Problem 3 - Structural Induction

Let us define a set $\boldsymbol{L}$ of terms inductively as follows ( $\mathbb{N}$ is the set of natural numbers):

$$nil \in \boldsymbol{L},$$

$$\forall L \in \boldsymbol{L}. \forall N \in \mathbb{N}.(cons(N,L) \in \boldsymbol{L}).$$

Answer the following questions.

1.

Prove that there is exactly one total function $app \in \boldsymbol{L}\times \boldsymbol{L} \rightarrow \boldsymbol{L}$ that satisfies the following equations:

$$\forall L \in \boldsymbol{L}.(app(nil,L) = L),$$

$$\forall L_1, L_2 \in \boldsymbol{L}. \forall N \in \mathbb{N}.(app(cons(N,L_1),L_2) = cons(N, app(L_1, L_2))).$$

2.

Prove that the above function $app$ satisfies

$$\forall L_1, L_2, L_3 \in \boldsymbol{L}.(app(L_1,app(L_2,L_3))=app(app(L_1, L_2), L_3)).$$

1.

Let us suppose that we have two applications $app_1$ and $app_2$ described as above. We want to show that $\forall L_1,L_2 \in \boldsymbol{L}, app_1(L_1) = app_2(L_2)$

• If $L_1 = L_2 = nil$, then $app_1(L_1,L_2)=app_1(nil,nil) = nil$ and $app_2(L_1,L_2)=app_2(nil,nil) = nil$. Thus $app_1(L_1,L_2) = app_2(L_1,L_2)$.
• If $L_1=nil$ and $L_2\neq nil$, then $app_1(L_1,L_2) = L_2$ and $app_2(L_1,L_2) = L_2$. Thus $app_1(L_1,L_2) = app_2(L_1,L_2)$.
• If $L_1\neq nil$ and $L_2$ is either $nil$ or not. We first suppose that $lgh(L_1)=1$. Then $app_1(L_1,L_2) = cons(N_1,app_1(nil,L_2)) = cons(N_1,app_2(nil,L_2)) = app_2(L_1,L_2)$ as seen above.

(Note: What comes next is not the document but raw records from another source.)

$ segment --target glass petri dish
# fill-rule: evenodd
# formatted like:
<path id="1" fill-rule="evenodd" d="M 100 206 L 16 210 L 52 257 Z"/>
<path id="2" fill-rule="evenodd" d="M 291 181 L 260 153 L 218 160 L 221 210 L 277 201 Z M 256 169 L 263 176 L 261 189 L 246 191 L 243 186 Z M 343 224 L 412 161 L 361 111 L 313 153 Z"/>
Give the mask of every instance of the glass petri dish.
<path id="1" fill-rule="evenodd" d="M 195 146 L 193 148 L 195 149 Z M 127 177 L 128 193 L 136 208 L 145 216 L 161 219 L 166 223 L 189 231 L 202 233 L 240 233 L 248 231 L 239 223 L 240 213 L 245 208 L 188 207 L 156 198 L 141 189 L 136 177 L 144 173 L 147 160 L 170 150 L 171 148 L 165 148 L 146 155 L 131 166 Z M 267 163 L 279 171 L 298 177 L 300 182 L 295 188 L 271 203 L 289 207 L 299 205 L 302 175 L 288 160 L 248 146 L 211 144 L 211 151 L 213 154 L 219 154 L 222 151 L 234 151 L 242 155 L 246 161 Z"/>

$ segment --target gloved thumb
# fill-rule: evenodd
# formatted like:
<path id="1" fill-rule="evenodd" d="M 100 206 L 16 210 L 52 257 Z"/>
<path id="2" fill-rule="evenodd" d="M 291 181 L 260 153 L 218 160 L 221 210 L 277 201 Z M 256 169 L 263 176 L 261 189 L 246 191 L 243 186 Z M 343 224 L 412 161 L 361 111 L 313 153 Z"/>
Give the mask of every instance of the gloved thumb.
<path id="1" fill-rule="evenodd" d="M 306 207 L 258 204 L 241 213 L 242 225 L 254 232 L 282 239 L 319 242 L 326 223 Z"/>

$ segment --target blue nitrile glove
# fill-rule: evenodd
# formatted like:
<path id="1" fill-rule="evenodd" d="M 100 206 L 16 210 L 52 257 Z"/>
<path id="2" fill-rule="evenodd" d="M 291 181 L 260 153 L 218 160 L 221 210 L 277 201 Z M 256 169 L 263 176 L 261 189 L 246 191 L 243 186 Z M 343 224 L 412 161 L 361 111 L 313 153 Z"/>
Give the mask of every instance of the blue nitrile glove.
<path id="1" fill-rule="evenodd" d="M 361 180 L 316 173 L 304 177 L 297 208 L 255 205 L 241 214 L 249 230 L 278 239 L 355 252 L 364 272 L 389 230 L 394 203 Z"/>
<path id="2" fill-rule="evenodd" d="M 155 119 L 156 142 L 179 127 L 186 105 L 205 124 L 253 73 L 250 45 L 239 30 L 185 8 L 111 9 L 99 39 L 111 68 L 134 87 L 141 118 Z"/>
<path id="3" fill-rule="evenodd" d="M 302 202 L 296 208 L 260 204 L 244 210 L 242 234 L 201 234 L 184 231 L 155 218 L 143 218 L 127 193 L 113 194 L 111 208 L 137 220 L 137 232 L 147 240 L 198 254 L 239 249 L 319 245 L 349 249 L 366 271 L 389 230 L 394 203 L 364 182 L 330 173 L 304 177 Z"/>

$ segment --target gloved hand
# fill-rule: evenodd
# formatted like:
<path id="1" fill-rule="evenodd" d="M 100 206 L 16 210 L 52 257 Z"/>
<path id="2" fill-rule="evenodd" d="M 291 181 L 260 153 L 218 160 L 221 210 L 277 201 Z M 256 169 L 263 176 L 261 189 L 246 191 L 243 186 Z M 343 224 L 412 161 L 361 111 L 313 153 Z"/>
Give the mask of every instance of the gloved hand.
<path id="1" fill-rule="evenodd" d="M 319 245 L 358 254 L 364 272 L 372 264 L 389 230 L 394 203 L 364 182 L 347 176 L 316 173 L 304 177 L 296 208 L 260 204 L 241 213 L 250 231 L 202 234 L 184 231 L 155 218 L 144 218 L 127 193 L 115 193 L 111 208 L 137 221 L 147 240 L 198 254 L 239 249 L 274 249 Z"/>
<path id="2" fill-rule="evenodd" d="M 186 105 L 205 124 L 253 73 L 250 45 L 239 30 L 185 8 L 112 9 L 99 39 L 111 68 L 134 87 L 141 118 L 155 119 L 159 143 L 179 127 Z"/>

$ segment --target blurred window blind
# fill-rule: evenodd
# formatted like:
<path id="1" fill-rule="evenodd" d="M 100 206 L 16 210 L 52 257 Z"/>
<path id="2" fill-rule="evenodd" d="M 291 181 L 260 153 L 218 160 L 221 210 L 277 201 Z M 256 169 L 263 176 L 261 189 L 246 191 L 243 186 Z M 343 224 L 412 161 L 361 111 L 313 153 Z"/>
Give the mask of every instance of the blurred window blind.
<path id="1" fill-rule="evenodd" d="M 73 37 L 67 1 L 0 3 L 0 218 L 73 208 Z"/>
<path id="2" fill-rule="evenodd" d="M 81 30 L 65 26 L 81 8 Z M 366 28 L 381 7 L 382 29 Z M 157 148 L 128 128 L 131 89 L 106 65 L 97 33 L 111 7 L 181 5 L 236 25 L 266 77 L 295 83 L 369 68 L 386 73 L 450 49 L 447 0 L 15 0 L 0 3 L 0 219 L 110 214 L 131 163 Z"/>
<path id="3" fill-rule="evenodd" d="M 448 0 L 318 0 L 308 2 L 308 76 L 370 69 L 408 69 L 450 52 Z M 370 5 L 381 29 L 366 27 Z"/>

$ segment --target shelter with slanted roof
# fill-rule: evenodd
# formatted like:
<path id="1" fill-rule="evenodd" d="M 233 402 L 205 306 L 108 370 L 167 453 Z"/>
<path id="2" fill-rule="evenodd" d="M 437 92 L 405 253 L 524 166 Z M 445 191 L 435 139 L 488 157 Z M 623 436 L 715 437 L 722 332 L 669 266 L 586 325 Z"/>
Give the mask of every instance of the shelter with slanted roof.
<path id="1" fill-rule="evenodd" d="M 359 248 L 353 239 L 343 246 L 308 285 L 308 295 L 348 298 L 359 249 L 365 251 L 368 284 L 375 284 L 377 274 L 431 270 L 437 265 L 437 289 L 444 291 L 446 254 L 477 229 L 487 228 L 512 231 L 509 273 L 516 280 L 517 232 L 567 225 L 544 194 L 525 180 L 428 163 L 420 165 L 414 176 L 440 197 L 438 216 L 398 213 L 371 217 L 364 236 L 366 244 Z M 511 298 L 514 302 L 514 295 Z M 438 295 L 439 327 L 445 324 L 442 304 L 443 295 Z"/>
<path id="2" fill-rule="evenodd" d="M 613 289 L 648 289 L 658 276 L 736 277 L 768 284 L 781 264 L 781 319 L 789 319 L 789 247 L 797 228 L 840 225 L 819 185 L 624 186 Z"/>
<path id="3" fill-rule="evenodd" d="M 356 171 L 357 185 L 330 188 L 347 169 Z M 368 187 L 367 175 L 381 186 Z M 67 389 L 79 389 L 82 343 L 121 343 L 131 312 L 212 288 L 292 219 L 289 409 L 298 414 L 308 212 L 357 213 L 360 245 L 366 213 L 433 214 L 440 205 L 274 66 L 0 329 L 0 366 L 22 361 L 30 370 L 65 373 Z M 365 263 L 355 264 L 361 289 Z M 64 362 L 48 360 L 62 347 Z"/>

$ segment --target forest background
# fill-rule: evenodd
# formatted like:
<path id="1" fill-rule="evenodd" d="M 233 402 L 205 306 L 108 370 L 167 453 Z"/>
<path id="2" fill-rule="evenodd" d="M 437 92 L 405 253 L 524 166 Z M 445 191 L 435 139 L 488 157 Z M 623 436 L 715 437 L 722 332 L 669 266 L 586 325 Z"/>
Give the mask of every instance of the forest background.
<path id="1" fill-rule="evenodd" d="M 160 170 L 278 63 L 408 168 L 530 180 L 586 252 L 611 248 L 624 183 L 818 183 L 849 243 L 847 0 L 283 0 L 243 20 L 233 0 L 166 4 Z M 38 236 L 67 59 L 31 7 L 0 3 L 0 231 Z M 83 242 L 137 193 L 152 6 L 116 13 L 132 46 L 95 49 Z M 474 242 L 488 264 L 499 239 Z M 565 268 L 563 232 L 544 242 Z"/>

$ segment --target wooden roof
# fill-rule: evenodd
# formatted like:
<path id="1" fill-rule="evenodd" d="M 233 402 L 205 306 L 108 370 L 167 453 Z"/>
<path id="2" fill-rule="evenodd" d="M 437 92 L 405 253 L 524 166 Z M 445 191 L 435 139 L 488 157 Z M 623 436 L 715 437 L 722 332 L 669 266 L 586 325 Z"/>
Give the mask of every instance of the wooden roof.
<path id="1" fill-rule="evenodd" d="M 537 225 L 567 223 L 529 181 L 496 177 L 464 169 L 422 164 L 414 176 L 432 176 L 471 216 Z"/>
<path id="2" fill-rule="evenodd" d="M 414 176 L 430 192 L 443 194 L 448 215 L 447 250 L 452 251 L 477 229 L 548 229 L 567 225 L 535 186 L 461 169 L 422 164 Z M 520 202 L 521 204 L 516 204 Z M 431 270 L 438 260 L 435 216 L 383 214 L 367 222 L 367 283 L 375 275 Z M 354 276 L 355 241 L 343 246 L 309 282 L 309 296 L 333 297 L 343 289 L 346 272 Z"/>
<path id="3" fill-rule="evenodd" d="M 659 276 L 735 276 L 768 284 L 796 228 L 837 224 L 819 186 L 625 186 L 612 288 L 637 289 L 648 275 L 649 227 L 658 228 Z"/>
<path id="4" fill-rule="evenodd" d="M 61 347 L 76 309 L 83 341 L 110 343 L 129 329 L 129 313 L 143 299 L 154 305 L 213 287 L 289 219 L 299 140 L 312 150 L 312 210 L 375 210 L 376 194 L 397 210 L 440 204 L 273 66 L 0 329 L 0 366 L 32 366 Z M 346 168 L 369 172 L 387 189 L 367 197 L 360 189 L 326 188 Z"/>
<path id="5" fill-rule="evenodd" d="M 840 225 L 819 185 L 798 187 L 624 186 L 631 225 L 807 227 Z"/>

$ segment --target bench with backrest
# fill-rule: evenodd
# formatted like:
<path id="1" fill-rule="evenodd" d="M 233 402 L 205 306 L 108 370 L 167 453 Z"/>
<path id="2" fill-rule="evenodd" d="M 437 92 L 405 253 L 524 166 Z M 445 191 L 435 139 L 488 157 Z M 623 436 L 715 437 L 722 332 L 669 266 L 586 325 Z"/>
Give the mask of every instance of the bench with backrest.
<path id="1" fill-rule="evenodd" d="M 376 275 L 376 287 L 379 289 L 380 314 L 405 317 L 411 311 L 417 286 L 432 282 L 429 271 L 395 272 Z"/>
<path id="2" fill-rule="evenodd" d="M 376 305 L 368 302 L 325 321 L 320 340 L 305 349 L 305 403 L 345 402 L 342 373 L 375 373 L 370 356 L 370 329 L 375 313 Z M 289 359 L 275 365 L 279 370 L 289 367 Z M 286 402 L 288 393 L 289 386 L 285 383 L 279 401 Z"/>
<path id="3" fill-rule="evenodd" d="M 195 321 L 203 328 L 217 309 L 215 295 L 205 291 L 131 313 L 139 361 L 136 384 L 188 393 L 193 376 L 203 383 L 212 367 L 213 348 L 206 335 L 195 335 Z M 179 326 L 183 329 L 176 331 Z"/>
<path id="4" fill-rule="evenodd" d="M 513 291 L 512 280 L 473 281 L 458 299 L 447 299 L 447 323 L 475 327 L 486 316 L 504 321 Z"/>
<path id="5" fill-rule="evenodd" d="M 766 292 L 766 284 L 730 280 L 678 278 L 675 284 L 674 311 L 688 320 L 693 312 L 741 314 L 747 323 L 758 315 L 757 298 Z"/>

Let us suppose that this is true for $lgh(L_1)=k$. Then, let's choose $L_1$ so that $lgh(L_1)=k+1$. Then we have $app_1(L_1,L_2) = cons(N_{k+1}, app_1(L_1^{k},L_2))$. By the inductive hypothesis, we have $app_1(L_1^k,L_2) = app_2(L_1^k,L_2)$. Then, it means that $app_1(L_1,L_2) = cons(N_{k+1}, app_1(L_1^{k},L_2))= cons(N_{k+1}, app_2(L_1^k,L_2)) = app_2(L_1,L_2)$. Therefore the property is proven for all the kinds of couple $L_1,L_2$ that can occur.

2.

We shall prove the property inductively on the length of $L_1$. Let us first suppose that $L_1=nil$. Then, we have:
$app(nil, app(L_2,L_3)) = app(L_2,L_3)$ (according to the definition of $app$)
$app(app(nil,L_2), L_3) = app(L_2,L_3)$ (since $app(nil,L_2)=L_2$)
Thus, the property is true for $lgh(L_1) = 0$. Let us now suppose that the property is also true for $lgh(L_1)=k$. Does it hold for $lgh(L_1)=k+1$?
$app(L_1, app(L_2, L_3))$
$=app(cons(N_1',L_1'),app(L_2,L_3))$ with $L_1 = N_1'L_1'$
$=cons(N_1',app(L_1',app(L_2,L_3)))$ by the definition of $app$
$=cons(N_1',app(app(L_1',L_2),L_3))$ by the inductive hypothesis
$=app(cons(N_1',app(L_1',L_2)),L_3)$ by the definition of $app$
$=app(app(cons(N_1',L_1'),L_2),L_3)$ by the definition of $app$
$=app(app(L_1,L_2),L_3)$ by the definition of $cons$
We have shown the proof by induction.